Fortuitous Moments
I have always seen symbols in things. Often I am wrong about them, but at the time they make sense, and serve their purpose.
Yesterday my day got off kilter when I dashed across town to help a friend find her passport so she could get to an interview and fill out her I-9 for a job. (We found it after an hour-long search–where? Under a saddle!) To get there, I had skuttled my plans to make a couple minor changes to a book I wrote many years ago and ship it off to a contest.
The book has long lain dormant. A writer friend told me about a novel contest. As I looked over the rules, I realized they also took Creative Nonfiction/Memoir. I remembered this book, which is about my first year teaching in Houston, and decided to submit it since the deadline was so close and it had been ready for years.
I got delayed by the passport search, and at the end of the day had to quickly make the changes and toss the pages in a too-big manuscript box since I didn’t have time to track down something more its size. I had planned to put the box inside a shipping envelope and run it to the after-hours postal machine.
But the box didn’t fit in my envelopes. It was too large by a quarter inch.
So I hunted through the racks in the post office self service room, trying to find a bigger envelope. They had nothing. I was late to a meeting already. I figured I just wouldn’t ship it after all. A man walked in and I moved over to a table covered with scraps left from someone hurriedly tugging the backing off sticky labels. “Is the machine working?” he asked.
“I don’t know,” I said. “I haven’t even tried it.”
“Oh. It’s been broken for two days. All the machines have been.” He gestured around to the stamp machines, all, I now realized, had “Out of Order” signs on them.
“I doubt they’d fix one and not the others,” he said and walked back out.
Great. Even if I DID have an envelope that fit, I still couldn’t have shipped it.
I was bothered by all the curling label bits everywhere, so I began picking them up and tossing them into the trash can at the end of the table. Underneath was a Priority Mail shipping box. I picked it up. It was unused, and it appeared as though whoever had left all the curling labels had been using these, and had one left over. I looked over at the rack again–none there. Only the too-small envelopes.

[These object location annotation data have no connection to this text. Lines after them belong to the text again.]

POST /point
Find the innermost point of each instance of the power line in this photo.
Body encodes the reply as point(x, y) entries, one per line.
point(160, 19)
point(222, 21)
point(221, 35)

I tugged the box into shape to see if the manuscript box would fit inside. It did, exactly. I locked down the ends, putting the labels on the outside. Who would have thought that the only box left in the room, hidden beneath a mound of trash, would be the perfect fit?
I turned back to the machine. I had forgotten about it. You have to use these machines for large boxes, as it takes a snapshot of you for security purposes. I set the box on the scale and the screen flickered at me. “How may I help you?” it read.
“You can work!” I told it, and hit the button for “Accept weight.” We went through the steps for postage, and then it asked me for my credit card. I expected at any moment for it to quit working, but it accepted my card and spit out a perfect rectangular label.
As I peeled back the label and pressed it to the box, I felt like I were in a haze, some bizarre filter fuzzing everything around me. Even later, after I’d dropped the package in the parcel slot and returned to my car, I felt strange, other-wordly, as though some veil had parted just for me.
I don’t think this means I will win the contest, or that good fortune is necessarily beaming down its happy rays. But I do think it meant I was supposed to get back in the saddle, keep writing, not give up. And just a few days before, this is exactly where I had been. But I’m reminded this was a good book (you can read an excerpt if you like), and getting it out again was a good thing, contest win or no contest win.
You don’t need to wish me luck. I think I’ve already gotten it.